The Fund Manager is only responsible for providing the document to the intermediary.
• Questions remain as to who is responsible for providing “KIID” to investors who use trading
platforms, such as Euroclear and Clearstream.
• Some Managers will require clients to download application forms. Those application forms
sent in hard copy will be accompanied by a “KIID”.
• Verbal or written declaration on application forms that they have seen the current “KIID”
• “KIIDS” are not permitted to exist alongside a simplified prospectus. A number of key
platforms are not ready to receive them – as such a challenge to ensure correct timing. Will
platforms insist on their own “live date” for KIID?
18
Monitoring and Updating
• KIID must be reviewed on certain occasions:
• At least annually, within 35 business days of each calendar year end.
• Prior to any proposed change to the prospectus, fund rules or instruments of if incorporation
or any material change to the fund that requires amendments to be made to the KIID
• When a material change is the expected due to a decision by the management company,
the KIID must be reviewed and updated prior to the change comes into effect. If not an
expected change, the KIID must be updated “promptly”.
• As such, ongoing monitoring is required to ensure that KIID is kept up to date.
• The revision requirements if not properly managed could lead to the unnecessary
reproduction of KIIDS adding additional burden in terms of cost.
19
Supplementary Information Document (SID)
An industry working title for the essential information needed by clients, but which cannot be
included in the “KIID”. This may include additional product information such as investment
limits, cancellation rights, terms and conditions
Unlike the “KIID”, there is no specific guidance on the content of a SID, so relevant parties
shall need to consider the following:
- What other information needs to be provided so that potential investors have
everything they need before investing?
- What have we traditionally included that is not really ‘material’?
- What is the best format?
- How do we ensure that the style and approach is consistent with our “KIIDs”?
20
Wider implications …
Will the KIID space limitations allow Investment Managers to fully explain
the risks and processes involved with a product?
• Capture the essential features of a fund’s objectives, rather than trying to simplify legal
wording.
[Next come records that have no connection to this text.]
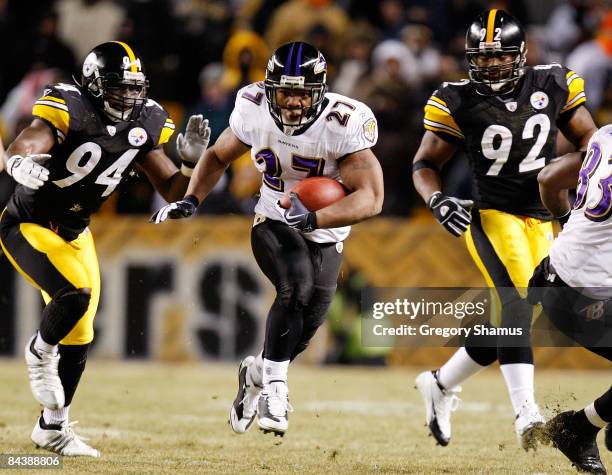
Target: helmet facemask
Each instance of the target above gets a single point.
(120, 88)
(294, 85)
(497, 78)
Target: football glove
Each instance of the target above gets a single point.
(177, 210)
(28, 170)
(191, 146)
(451, 212)
(298, 216)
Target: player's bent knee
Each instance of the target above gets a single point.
(294, 295)
(73, 301)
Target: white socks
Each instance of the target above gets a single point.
(519, 380)
(56, 417)
(457, 369)
(593, 417)
(42, 345)
(274, 371)
(255, 370)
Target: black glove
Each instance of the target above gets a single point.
(177, 210)
(451, 212)
(298, 216)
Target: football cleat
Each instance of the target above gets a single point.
(45, 383)
(529, 428)
(244, 408)
(61, 439)
(578, 444)
(439, 403)
(273, 409)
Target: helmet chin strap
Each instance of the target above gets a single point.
(114, 114)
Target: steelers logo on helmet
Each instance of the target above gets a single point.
(539, 100)
(495, 51)
(295, 85)
(90, 65)
(114, 78)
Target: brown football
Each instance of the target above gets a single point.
(316, 193)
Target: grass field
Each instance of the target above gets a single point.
(154, 418)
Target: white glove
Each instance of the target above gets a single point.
(27, 170)
(192, 145)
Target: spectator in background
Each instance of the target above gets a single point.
(84, 24)
(216, 101)
(593, 61)
(392, 18)
(295, 18)
(568, 24)
(49, 50)
(392, 91)
(356, 63)
(418, 40)
(17, 109)
(244, 60)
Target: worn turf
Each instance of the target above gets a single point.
(162, 418)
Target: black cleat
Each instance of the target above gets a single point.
(576, 440)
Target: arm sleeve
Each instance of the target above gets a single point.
(439, 119)
(575, 92)
(53, 109)
(166, 132)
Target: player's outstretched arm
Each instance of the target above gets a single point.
(555, 179)
(431, 155)
(205, 176)
(450, 212)
(26, 155)
(562, 173)
(210, 169)
(362, 175)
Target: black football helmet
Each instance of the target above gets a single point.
(301, 66)
(492, 33)
(113, 75)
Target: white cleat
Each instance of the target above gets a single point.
(45, 383)
(439, 403)
(273, 409)
(529, 426)
(244, 408)
(61, 439)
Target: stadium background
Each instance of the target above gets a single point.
(191, 290)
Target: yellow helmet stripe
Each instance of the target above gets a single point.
(491, 25)
(131, 55)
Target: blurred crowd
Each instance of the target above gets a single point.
(390, 54)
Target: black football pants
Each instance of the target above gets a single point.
(305, 274)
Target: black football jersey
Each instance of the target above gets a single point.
(508, 139)
(88, 159)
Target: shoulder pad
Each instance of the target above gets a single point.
(60, 106)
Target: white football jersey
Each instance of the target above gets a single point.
(343, 126)
(582, 253)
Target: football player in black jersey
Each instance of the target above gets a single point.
(506, 118)
(67, 162)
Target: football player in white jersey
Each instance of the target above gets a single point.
(295, 129)
(574, 284)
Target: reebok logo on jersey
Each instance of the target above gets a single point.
(137, 136)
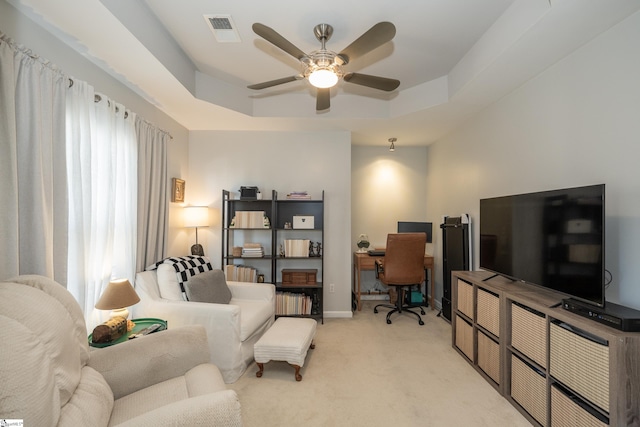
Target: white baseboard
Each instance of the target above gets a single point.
(338, 314)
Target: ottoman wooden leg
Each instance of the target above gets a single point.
(261, 369)
(298, 376)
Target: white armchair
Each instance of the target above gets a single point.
(232, 329)
(50, 377)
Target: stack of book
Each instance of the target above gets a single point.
(296, 248)
(289, 303)
(299, 195)
(252, 250)
(249, 219)
(241, 273)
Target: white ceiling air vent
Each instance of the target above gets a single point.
(223, 28)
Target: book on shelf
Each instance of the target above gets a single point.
(241, 273)
(250, 219)
(252, 250)
(299, 195)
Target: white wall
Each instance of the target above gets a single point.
(386, 187)
(281, 161)
(577, 123)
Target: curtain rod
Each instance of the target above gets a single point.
(98, 98)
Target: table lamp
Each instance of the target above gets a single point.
(117, 297)
(194, 217)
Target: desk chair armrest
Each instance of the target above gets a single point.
(379, 265)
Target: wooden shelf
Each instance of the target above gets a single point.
(551, 374)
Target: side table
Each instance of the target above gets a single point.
(141, 323)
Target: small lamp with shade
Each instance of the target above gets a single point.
(194, 217)
(118, 296)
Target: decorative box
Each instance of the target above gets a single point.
(295, 276)
(303, 221)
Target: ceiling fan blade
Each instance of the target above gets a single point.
(272, 36)
(323, 99)
(376, 36)
(276, 82)
(375, 82)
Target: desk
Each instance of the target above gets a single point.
(363, 261)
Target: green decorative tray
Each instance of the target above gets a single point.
(141, 323)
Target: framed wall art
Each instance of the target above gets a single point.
(177, 190)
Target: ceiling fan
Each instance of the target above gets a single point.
(323, 68)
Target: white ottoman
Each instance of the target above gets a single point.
(288, 340)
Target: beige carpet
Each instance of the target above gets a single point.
(364, 372)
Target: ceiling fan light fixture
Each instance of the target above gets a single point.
(323, 78)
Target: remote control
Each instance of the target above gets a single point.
(146, 331)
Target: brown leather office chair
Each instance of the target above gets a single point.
(402, 268)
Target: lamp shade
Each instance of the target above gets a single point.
(196, 216)
(119, 294)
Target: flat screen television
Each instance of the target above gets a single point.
(416, 227)
(553, 239)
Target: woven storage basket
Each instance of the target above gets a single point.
(465, 298)
(489, 311)
(566, 413)
(528, 388)
(580, 364)
(489, 357)
(529, 334)
(464, 337)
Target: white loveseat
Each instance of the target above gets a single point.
(232, 329)
(49, 377)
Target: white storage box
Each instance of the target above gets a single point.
(303, 221)
(579, 226)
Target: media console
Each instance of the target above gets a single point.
(614, 315)
(555, 366)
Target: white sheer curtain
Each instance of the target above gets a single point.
(102, 193)
(33, 230)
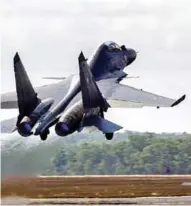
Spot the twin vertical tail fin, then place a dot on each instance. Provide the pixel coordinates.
(92, 98)
(26, 96)
(91, 95)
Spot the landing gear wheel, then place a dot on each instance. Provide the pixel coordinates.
(109, 136)
(44, 135)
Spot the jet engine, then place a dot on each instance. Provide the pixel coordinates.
(25, 127)
(27, 123)
(70, 120)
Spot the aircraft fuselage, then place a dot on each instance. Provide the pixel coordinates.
(108, 61)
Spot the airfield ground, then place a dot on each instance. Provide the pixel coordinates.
(129, 186)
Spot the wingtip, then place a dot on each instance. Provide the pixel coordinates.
(179, 100)
(81, 57)
(16, 58)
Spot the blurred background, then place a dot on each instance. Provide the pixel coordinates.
(50, 34)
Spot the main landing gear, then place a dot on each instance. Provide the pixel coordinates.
(109, 136)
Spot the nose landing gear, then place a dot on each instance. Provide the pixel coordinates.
(44, 135)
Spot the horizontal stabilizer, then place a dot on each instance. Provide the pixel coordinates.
(178, 101)
(102, 124)
(55, 78)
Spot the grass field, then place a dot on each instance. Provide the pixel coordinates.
(96, 186)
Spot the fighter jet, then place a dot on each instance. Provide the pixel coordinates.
(107, 62)
(107, 68)
(90, 110)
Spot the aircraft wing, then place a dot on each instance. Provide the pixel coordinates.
(124, 96)
(57, 91)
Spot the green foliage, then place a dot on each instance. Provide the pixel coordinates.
(88, 154)
(138, 155)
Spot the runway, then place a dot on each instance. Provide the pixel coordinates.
(184, 200)
(71, 190)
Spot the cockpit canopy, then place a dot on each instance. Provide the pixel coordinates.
(112, 46)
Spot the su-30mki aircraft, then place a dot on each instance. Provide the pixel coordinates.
(104, 67)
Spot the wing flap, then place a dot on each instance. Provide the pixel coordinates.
(102, 124)
(119, 95)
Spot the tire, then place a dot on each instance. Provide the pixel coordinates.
(44, 135)
(109, 136)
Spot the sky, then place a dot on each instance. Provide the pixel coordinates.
(50, 34)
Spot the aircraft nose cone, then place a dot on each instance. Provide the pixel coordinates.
(61, 129)
(131, 55)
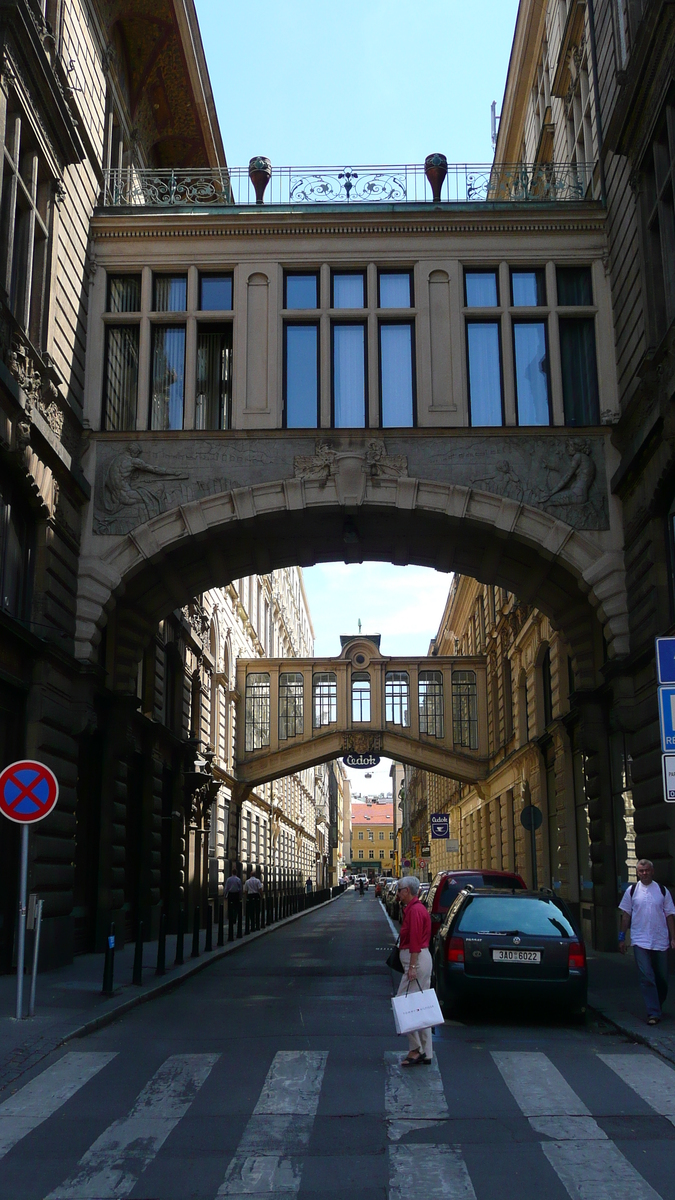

Moving firmly away from a ‘disclaimer approach’
• Determine what is material and what is not.
• Multiple cross references to other documents should be avoided.
21
Wider implications ... (cont’d)
The KIID may change the way in which funds are perceived. Will retail
investors start to differentiate between products on the basis of the new risk
indicators?
• “Bunching” should occur.
• Little distinction between a fund investing in emerging markets and one focused
on developed markets.
• Recent events may have blurred distinctions between so-called risky and less
risky investments
• We are uncertain if gaps in product ranges will be exposed.
• It is important to highlight the narrative explanation of risk.
22
Wider Implications (cont’d)
• Will promoters reconsider the rationale of having numerous funds in the same risk category
and consequently rationalise their product offering?
• Will the use of the SRRI expose gaps in Asset Managers product ranges?
• Will the onset of KIIDS require an overhaul of fee arrangements and remuneration schemes
with distributors?
• Given the purpose of the KIID is to facilitate simplistic product comparison will there be a
greater need to monitor competition?
• Will the simplistic presentation of products in “KIIDs” make products appear
indistinguishable leading to greater competition on price?